Friday, April 5, 2013

Ideation Methods 3: Diagonal Thinking

Strong ideation can take many forms, and involve many different techniques and approaches.  Knowing which methods to use for certain types of innovation initiatives and problems can be a challenge.  Some methods are well suited for complex technical challenges, while others are better suited for aesthetic or form challenges.  Some approaches work reasonably well on an individual basis, while others are most effective in a group setting.  I will devote a series of posts to discussing various ideation techniques I’ve found effective, how to do them, and when to use them.

This post focuses on an ideation method which I call “Diagonal Thinking” or “Forced Diagonals”.  This method involves starting with a central theme, and building ideas off of that theme.  Then the challenging part of the method is to require the creation of new ideas which combine two or more of the basic ideas in some way.  Though this method can be challenging, I’ve found that it can lead to the creation of a variety of unique and strong ideas.

Methods.  This technique can work in a variety of different ways, and you should adjust the methodology based on the personality of the group and the subject area of your ideation.  For any method, the facilitator should introduce the problem/challenge and pace the event.  Remember to focus on generating a large quantity of ideas, and use a timer to instill a sense of urgency for participants to create ideas quickly.

Example Method: On a sheet of paper, a whiteboard, or whatever media you choose, create a grid of nine squares or circles (3 x 3).  In the center circle, write a fundamental characteristic or goal related to the topic you are ideating.  For example, if you are trying to ideate new types of electric knives, you might write “things that cut” or “ways to cut” in the center circle.
Diagonal Innovation
Forced Diagonals Method Example

Next, have each participant (or yourself, if ideating alone) populate the circles directly above, below, to the right of, and to the left of the central circle, with an example of something that relates to what is written in the center circle.    To continue our example, if we wrote “things that cut” in the central circle, we might populate the four adjacent circles with “scissors”, “teeth”, “paper” (eg, paper cuts), and “razor blades”.  Try to encourage creativity in filling the circles.

Now, in each of the corner circles, write an idea or concept that somehow combines the ideas in each of the two adjacent circles.  This effort can require some mental stretching, but don’t give up – populate every circle, even if the idea is a little silly or exotic.  For example, if our top circle is “teeth” and our right circle is “razor blades” we might populate the top right circle with “Rotary shaver”.   A rotary shaver typically includes several small blades that look kind of like teeth.

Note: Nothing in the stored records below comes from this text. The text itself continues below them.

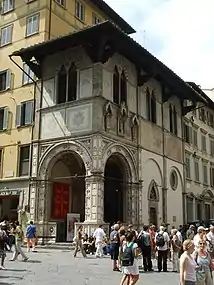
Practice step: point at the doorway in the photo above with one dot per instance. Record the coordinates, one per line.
(67, 193)
(114, 185)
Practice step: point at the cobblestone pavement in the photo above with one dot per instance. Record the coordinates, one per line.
(59, 267)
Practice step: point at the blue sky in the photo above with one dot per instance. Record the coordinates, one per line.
(179, 32)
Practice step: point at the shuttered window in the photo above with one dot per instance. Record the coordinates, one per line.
(6, 35)
(24, 159)
(4, 118)
(5, 80)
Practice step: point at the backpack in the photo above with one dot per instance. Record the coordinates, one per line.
(140, 241)
(128, 256)
(160, 240)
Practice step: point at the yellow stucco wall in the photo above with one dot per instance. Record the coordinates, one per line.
(63, 21)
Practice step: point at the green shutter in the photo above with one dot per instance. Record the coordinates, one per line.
(6, 119)
(18, 115)
(8, 79)
(29, 113)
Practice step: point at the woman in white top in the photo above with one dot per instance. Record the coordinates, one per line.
(131, 273)
(187, 264)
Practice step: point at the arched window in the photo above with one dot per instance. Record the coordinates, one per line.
(72, 83)
(171, 118)
(148, 104)
(67, 85)
(123, 88)
(62, 86)
(153, 108)
(175, 121)
(153, 194)
(116, 86)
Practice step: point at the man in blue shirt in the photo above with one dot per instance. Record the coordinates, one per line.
(31, 237)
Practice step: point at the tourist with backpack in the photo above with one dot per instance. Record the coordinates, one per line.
(144, 243)
(162, 243)
(129, 260)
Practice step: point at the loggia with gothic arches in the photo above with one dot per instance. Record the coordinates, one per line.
(107, 133)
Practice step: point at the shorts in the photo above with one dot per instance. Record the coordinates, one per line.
(114, 251)
(2, 253)
(189, 283)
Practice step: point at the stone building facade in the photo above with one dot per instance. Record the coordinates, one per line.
(199, 160)
(108, 128)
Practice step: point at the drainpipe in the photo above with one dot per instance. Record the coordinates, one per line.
(138, 170)
(164, 188)
(184, 172)
(50, 20)
(32, 128)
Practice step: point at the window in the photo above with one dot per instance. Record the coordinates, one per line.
(24, 114)
(1, 161)
(195, 138)
(5, 80)
(202, 114)
(61, 2)
(95, 20)
(32, 26)
(212, 176)
(212, 147)
(188, 175)
(7, 6)
(6, 35)
(211, 120)
(119, 87)
(173, 120)
(197, 174)
(80, 11)
(205, 180)
(203, 143)
(67, 85)
(26, 79)
(4, 119)
(123, 87)
(24, 161)
(199, 210)
(151, 106)
(207, 212)
(189, 210)
(187, 133)
(116, 86)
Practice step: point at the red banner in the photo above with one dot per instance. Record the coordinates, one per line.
(61, 201)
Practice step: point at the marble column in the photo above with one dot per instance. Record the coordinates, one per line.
(94, 208)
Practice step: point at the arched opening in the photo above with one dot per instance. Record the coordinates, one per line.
(153, 204)
(116, 86)
(123, 88)
(72, 83)
(114, 190)
(61, 86)
(67, 192)
(153, 108)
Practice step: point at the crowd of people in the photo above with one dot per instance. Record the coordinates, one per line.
(12, 235)
(191, 251)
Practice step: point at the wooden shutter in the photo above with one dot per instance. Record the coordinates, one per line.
(29, 112)
(8, 79)
(18, 115)
(6, 119)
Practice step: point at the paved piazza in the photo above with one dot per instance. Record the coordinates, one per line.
(50, 266)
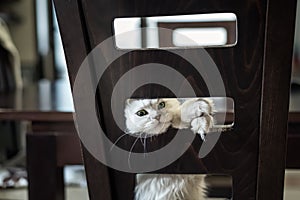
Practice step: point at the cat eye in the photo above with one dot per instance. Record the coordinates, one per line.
(161, 105)
(142, 113)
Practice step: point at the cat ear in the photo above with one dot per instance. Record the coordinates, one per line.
(129, 101)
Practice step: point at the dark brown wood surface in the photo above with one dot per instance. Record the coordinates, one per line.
(70, 17)
(275, 97)
(245, 79)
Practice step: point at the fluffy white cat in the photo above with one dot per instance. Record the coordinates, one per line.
(155, 116)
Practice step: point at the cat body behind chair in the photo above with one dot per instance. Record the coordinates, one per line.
(154, 117)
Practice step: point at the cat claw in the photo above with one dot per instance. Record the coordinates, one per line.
(203, 136)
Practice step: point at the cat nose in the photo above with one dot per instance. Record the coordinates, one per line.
(157, 117)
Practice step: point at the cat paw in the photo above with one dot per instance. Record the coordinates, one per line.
(201, 125)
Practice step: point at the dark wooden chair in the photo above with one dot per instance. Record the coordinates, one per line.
(256, 74)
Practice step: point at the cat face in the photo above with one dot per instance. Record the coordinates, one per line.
(150, 116)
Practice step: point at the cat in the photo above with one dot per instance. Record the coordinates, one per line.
(155, 116)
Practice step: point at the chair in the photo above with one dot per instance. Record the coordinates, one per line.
(256, 74)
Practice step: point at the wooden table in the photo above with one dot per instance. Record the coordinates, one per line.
(52, 142)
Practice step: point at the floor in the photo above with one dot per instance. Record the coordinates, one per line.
(292, 190)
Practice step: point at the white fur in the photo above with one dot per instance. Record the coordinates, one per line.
(156, 121)
(195, 114)
(169, 187)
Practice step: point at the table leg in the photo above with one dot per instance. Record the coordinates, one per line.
(45, 178)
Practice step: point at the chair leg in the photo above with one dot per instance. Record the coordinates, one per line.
(45, 178)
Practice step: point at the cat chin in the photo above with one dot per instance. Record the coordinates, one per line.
(159, 129)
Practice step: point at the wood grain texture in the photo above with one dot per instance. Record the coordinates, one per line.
(237, 152)
(275, 101)
(76, 47)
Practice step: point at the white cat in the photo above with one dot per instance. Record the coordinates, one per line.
(155, 116)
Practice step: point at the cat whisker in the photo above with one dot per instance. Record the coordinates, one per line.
(119, 138)
(130, 151)
(145, 143)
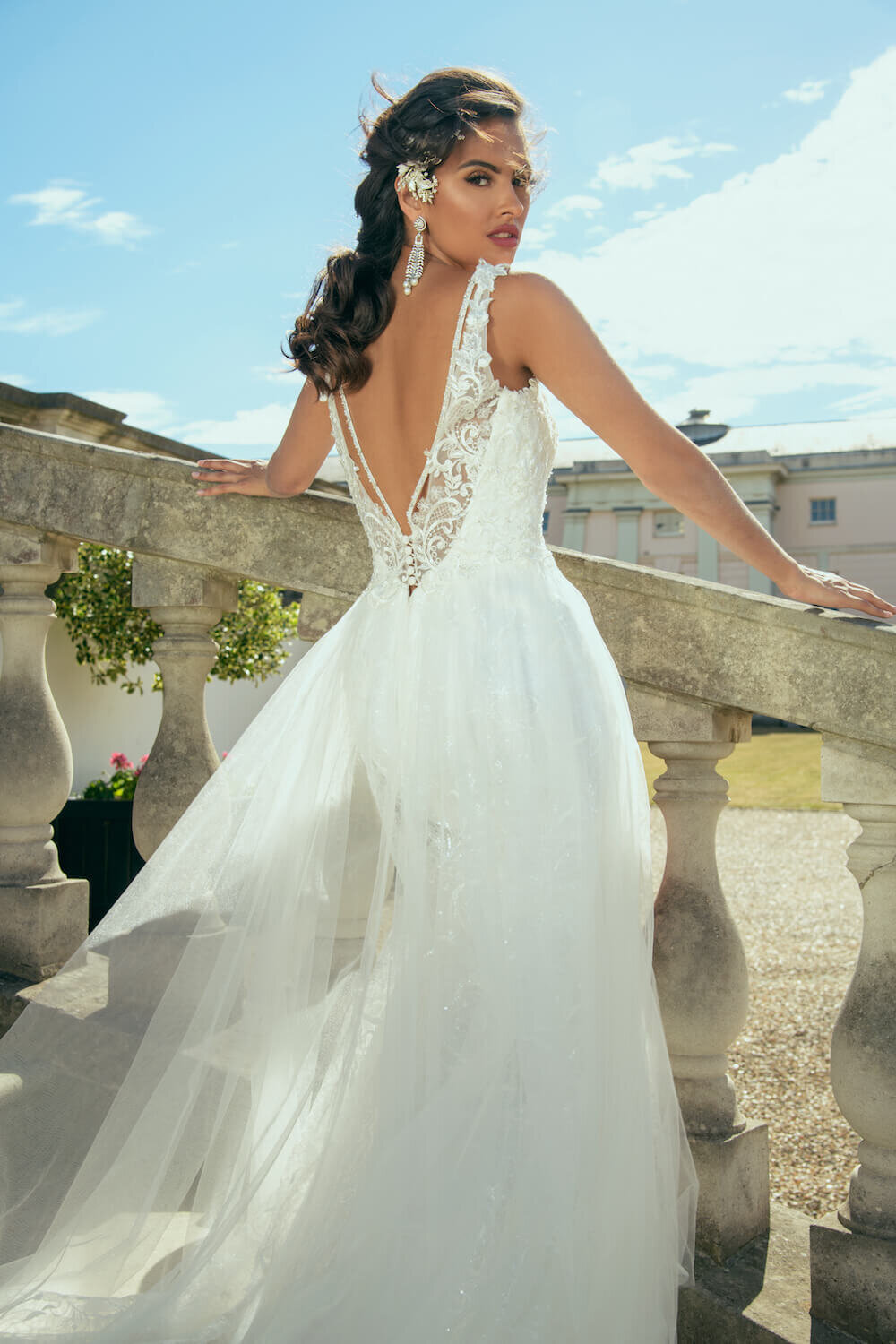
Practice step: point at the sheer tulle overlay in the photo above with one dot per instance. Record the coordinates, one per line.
(370, 1051)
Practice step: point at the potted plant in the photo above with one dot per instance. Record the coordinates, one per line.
(93, 835)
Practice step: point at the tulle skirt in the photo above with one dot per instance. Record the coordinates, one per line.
(370, 1051)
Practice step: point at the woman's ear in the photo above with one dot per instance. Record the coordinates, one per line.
(409, 204)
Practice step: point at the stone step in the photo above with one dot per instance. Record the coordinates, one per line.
(759, 1296)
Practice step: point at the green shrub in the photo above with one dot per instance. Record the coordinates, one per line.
(109, 633)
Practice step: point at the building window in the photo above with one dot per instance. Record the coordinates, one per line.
(823, 511)
(668, 523)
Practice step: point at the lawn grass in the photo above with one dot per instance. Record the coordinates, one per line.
(771, 771)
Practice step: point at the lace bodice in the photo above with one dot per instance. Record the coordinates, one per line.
(482, 489)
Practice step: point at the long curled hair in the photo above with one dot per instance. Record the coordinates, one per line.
(352, 298)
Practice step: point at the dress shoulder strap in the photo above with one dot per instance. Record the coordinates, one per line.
(473, 363)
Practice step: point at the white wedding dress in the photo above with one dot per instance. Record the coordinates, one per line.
(250, 1107)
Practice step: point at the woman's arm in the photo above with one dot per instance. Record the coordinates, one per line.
(538, 327)
(296, 462)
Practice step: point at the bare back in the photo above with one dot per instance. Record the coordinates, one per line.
(397, 414)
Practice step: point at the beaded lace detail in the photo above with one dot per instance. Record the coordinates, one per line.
(445, 489)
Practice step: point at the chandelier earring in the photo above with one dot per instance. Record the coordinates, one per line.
(416, 260)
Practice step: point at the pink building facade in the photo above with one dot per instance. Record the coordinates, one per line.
(825, 491)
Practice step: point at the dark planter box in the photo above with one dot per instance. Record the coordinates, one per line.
(94, 841)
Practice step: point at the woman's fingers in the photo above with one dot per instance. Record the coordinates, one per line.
(225, 475)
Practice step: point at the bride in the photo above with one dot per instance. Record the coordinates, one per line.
(370, 1050)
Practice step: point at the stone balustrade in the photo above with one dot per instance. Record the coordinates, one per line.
(697, 660)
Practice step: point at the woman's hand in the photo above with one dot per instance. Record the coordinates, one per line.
(233, 476)
(821, 588)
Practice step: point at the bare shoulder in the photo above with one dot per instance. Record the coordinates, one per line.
(527, 311)
(522, 293)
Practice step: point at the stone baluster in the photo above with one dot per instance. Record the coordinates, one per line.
(43, 914)
(185, 601)
(853, 1252)
(700, 964)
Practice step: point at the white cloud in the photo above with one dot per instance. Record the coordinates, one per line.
(263, 425)
(641, 215)
(51, 323)
(145, 410)
(65, 203)
(536, 237)
(642, 166)
(735, 392)
(790, 263)
(573, 204)
(810, 90)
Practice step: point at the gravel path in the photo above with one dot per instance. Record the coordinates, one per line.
(798, 911)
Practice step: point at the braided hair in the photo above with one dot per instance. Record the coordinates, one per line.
(352, 300)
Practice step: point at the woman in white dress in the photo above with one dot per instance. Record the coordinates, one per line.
(253, 1107)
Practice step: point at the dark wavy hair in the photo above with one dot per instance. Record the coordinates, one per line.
(352, 298)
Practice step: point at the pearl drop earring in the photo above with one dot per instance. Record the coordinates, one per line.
(416, 261)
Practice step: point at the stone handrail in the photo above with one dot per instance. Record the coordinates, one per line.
(697, 658)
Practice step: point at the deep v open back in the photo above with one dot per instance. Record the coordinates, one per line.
(422, 478)
(454, 470)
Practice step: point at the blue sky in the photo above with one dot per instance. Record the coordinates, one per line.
(720, 194)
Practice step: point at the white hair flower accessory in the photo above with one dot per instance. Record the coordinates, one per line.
(418, 182)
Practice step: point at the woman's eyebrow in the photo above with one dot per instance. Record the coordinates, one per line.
(482, 163)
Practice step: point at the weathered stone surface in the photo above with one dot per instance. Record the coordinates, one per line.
(759, 1296)
(853, 1281)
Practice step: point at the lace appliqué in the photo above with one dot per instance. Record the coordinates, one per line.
(445, 489)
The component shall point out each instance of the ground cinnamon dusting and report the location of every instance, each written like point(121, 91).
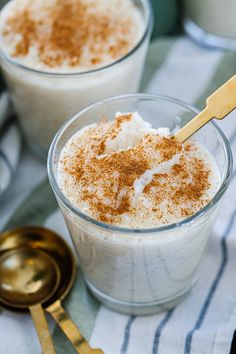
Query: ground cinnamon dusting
point(106, 182)
point(74, 28)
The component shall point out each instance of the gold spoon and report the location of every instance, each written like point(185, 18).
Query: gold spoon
point(44, 240)
point(218, 105)
point(25, 282)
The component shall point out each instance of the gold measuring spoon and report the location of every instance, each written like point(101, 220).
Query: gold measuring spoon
point(41, 239)
point(218, 105)
point(25, 282)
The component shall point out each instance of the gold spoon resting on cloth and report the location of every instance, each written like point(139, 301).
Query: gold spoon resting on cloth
point(38, 269)
point(218, 105)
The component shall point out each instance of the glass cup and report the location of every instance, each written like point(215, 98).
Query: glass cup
point(45, 100)
point(141, 271)
point(211, 22)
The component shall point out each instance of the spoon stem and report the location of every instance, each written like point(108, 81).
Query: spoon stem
point(194, 125)
point(41, 326)
point(70, 330)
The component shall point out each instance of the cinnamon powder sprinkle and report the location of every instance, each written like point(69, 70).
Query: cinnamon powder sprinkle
point(104, 183)
point(71, 32)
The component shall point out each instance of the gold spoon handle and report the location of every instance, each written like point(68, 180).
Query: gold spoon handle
point(70, 329)
point(41, 326)
point(218, 105)
point(194, 125)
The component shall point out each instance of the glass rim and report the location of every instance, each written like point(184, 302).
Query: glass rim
point(110, 227)
point(148, 28)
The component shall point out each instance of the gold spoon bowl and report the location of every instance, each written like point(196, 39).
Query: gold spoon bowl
point(37, 266)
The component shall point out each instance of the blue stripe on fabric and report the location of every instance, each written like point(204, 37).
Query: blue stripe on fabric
point(7, 162)
point(159, 330)
point(125, 344)
point(213, 288)
point(232, 137)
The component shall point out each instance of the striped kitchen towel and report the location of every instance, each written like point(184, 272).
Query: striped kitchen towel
point(205, 322)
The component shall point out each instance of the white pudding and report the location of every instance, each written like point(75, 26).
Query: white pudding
point(48, 46)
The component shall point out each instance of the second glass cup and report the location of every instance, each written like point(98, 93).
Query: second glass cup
point(141, 271)
point(44, 100)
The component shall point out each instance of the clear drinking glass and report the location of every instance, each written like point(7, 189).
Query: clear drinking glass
point(45, 100)
point(211, 22)
point(141, 271)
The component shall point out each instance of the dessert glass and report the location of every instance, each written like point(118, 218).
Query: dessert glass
point(141, 271)
point(211, 22)
point(44, 100)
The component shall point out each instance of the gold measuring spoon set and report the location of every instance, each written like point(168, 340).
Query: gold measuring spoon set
point(37, 271)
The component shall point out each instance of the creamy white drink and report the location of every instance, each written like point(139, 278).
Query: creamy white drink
point(57, 57)
point(125, 173)
point(214, 17)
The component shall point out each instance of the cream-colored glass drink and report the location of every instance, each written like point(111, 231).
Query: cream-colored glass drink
point(139, 206)
point(58, 56)
point(211, 22)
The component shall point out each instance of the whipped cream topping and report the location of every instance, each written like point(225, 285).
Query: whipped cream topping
point(129, 174)
point(71, 35)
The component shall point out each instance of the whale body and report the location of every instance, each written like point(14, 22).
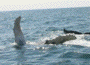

Lastly, take each corner idea or concept and tie it back to your ideation space with a new concept or idea.  So, if we populated a corner circle with “Rotary Shaver” and we’re ideating new types of electric knives, we might create an idea for an electric knife made up of a series of small rotary cutting blades.

When to use: Diagonal thinking is a good method for going deeper, after basic ideation techniques have reached a point of diminishing returns.  It forces participants to think into new corners, and can often yield ideas in areas that would otherwise be missed.  This technique makes a good solo or group activity.

When not to use: I would not recommend starting an ideation event with this technique.  This may also not be a good technique to use if your topic space is very broad, since it will not force thinking deep into corners. For example, if your topic space is “toys” that might be a bit broad for this technique.  But, feel free to try it; if you’ve got the right creative group it may still work well.